Without going into details around each of the security and privacy certifications, most organisations look for at least SOC2 and FedRAMP from their cloud service providers (various aaS offerings). Some organisations will not only choose these certifications as a baseline upon which to build their own GRC (Governance, Risk and Compliance) checks, but may end up using them as the only validation they do.

• Do organisations place too much emphasis on compliance to standards without doing their own set of checks?

Data Sovereignty

The transfer and storage of data is without doubt a key design component when looking into cloud-based services - yet there are also numerous concerns around the supply chain that warrant investigation (when considering both the physical and virtual locations of endpoints):

• Do we need the same level of transparency and data routing that Zoom is now providing from all our cloud-based providers?
• What levels of scrutiny is typically done for supply chains when analysing data transfer and storage? (to belabour the point, Zoom’s data was routed through China, deployed on infrastructure provided by an American-owned public cloud provider, located in a data centre owner by an Australian communication service provider)

Encryption

End-to-end encryption typically makes use of PKI (Public Key Infrastructure) to ensure data in transit and at rest is secure.

• Have we taken stock of all forms of work/personal communication tools to see whether similar practices are followed? If they don’t, do we move towards safer tools or demand better security from the existing tools?
• If end-to-end encryption is not deployed, should we look to ensuring that PFS (Perfect Forward Secrecy) ciphers are used to mitigate being able to store data and decrypt at a future point in time?
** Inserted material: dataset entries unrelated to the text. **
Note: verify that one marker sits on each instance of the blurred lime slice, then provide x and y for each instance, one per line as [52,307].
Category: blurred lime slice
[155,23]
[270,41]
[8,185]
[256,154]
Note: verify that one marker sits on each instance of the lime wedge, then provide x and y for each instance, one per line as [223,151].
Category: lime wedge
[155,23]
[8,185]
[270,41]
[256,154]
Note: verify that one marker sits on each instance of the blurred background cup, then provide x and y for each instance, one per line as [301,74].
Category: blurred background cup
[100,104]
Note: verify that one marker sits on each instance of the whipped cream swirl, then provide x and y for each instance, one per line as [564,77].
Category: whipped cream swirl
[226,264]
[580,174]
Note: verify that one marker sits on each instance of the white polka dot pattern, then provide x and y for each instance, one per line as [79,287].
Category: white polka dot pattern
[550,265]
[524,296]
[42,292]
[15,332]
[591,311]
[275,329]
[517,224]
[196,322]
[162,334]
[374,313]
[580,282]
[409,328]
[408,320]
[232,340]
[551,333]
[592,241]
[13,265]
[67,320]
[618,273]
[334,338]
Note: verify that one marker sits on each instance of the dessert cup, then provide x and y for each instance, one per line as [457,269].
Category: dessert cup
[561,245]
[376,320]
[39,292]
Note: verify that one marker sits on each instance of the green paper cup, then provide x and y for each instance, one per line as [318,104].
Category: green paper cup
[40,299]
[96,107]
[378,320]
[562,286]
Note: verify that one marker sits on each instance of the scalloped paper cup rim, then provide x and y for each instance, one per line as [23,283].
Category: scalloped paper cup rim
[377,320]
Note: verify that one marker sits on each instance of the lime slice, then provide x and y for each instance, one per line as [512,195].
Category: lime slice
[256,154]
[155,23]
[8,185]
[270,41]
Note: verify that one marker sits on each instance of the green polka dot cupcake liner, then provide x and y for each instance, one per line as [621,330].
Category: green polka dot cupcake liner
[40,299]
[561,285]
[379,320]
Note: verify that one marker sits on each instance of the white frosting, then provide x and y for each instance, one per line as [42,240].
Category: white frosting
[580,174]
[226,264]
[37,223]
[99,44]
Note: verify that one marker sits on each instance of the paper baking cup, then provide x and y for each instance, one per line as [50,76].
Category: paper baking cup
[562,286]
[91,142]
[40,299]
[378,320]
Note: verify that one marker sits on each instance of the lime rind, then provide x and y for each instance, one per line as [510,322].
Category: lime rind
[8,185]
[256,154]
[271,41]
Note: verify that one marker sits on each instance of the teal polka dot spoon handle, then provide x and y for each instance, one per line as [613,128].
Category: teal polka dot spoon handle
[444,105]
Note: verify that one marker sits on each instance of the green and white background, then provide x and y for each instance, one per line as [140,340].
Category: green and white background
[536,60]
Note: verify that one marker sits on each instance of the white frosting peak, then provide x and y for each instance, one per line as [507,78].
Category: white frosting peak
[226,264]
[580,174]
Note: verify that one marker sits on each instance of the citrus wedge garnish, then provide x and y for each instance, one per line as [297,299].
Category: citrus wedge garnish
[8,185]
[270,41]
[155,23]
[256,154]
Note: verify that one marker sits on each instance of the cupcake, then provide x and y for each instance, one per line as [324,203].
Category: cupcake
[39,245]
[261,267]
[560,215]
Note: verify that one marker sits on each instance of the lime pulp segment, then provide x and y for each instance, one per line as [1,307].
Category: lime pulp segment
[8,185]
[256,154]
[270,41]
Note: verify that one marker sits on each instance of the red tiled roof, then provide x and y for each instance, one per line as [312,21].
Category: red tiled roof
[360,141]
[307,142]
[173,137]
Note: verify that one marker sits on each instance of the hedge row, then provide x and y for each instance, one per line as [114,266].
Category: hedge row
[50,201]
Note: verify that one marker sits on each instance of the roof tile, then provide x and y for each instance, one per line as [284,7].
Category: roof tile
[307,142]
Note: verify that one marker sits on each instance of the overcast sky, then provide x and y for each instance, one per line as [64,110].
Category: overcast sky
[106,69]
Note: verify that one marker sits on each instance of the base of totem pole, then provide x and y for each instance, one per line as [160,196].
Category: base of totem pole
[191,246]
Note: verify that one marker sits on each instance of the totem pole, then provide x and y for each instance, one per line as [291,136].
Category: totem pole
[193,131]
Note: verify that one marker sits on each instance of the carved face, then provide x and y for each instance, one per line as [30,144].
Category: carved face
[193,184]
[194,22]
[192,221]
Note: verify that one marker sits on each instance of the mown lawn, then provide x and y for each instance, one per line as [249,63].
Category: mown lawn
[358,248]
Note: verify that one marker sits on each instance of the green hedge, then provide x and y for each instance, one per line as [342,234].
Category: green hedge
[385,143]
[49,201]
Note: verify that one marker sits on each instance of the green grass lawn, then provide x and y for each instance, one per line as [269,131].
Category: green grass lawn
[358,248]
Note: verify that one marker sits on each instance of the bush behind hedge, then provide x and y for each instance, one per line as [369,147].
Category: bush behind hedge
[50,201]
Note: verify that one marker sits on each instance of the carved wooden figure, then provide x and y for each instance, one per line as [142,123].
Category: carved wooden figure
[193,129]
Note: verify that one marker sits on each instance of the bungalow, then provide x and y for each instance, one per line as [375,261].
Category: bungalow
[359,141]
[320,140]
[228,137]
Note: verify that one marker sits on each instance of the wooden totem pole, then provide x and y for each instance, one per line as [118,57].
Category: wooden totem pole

I don’t propose to know the answer to any of these questions, and I am not apologising for any of Zoom’s mishaps - I am interested in whether we are placing as much scrutiny across all the software and tools we use in our daily lives (without having to wait for a new article to reactively respond to our security posture).

I will certainly be keeping a close watch on the 90-day plan that Zoom has outlined. In particular I will look to seeing whether there are practices that they will be undertaking that I need to take into account myself (in terms of choice of software for personal use) as well as in conversations with my customers and partners (when discussing security aspects of their migration to public cloud and cloud-based services).